Compiler Specification


Table of Contents

Overview
Varnode Tags
Compiler Specific P-code Interpretation
<context_data>
<callfixup>
<callotherfixup>
<prefersplit>
<aggressivetrim>
Compiler Datatype Organization
<data_organization>
<enum>
<funcptr>
Compiler Scoping and Memory Access
<global>
<readonly>
<nohighptr>
Compiler Special Purpose Registers
<stackpointer>
<returnaddress>
Parameter Passing
Describing Parameters and Allocation Strategies
<default_proto>
<prototype>

Overview

The compiler specification is a required part of a Ghidra language module for supporting disassembly and analysis of a particular processor.
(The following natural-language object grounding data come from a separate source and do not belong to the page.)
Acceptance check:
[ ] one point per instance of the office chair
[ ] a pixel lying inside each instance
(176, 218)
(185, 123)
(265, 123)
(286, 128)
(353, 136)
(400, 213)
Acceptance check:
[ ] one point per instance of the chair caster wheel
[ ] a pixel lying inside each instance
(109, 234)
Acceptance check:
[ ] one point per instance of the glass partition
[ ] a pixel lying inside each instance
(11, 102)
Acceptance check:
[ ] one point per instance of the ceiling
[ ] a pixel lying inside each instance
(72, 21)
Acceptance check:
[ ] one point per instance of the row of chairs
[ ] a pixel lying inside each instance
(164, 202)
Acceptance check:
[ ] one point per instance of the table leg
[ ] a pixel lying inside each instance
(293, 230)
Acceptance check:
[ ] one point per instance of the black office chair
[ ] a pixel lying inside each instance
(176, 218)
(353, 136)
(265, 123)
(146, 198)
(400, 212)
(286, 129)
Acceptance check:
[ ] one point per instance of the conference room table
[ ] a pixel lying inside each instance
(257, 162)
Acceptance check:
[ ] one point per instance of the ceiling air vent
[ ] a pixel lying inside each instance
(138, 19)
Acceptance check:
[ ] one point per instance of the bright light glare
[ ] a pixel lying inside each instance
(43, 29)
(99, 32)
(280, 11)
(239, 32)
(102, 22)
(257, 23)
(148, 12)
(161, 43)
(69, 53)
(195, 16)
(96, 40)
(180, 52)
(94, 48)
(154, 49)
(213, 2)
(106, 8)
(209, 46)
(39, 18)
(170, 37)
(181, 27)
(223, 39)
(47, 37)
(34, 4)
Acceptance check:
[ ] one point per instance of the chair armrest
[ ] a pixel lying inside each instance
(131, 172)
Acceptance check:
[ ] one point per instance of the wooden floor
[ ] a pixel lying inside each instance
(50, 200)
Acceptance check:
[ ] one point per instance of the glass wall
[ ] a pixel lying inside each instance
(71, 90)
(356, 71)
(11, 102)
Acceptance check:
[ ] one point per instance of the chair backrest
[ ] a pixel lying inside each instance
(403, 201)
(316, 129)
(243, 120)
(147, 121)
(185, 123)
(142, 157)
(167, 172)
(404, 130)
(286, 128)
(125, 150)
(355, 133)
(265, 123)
Its purpose is to encode information about a target binary which is specific to the compiler that generated that binary. Within Ghidra, the SLEIGH specification allows the decoding of machine instructions for a particular processor, like Intel x86, but more than one compiler can produce those instructions. For a particular target binary, understanding details about the specific compiler used to build it is important to the reverse engineering process. The compiler specification fills this need, allowing concepts like parameter passing conventions and stack mechanisms to be formally described.

A compiler specification is a single file contained in a module's data/languages directory with a ".cspec" suffix. There may be more than one ".cspec" file in the directory, if Ghidra supports multiple compilers for the same processor. The compiler specification is identified by the 5th field of Ghidra's processor id. The id is explicitly linked with the ".cspec" by adding a tag in the root ".ldefs" file for the processor, also in the same directory.

Example 1. 

Defining the processor id x86:LE:32:default:gcc and associating it with the file x86gcc.cspec
<language_definitions>
  ...
  <language processor="x86"
            endian="little"
            size="32"
            variant="default"
            version="2.3"
            slafile="x86.sla"
            processorspec="x86.pspec"
            manualindexfile="../manuals/x86.idx"
            id="x86:LE:32:default">
    <description>Intel/AMD 32-bit x86</description>
    <compiler name="Visual Studio" spec="x86win.cspec" id="windows"/>
   <compiler name="gcc" spec="x86gcc.cspec" id="gcc"/>
    <compiler name="Borland" spec="x86borland.cspec" id="borland"/>
  </language>
  ...
</language_definitions>


A compiler specification is just an XML file, so it needs to start with the usual XML directive and it always has <compiler_spec> as the root XML tag. All specific compiler features are described using subtags to this tag. In principle, all the subtags are optional except the <default_prototype> tag, but there is generally a minimum set of tags that are needed to create a useful specification (See ???). In general, the subtags can appear in any order. The only exceptions are that tags which define names, like <prototype>, must appear before other tags which use that name.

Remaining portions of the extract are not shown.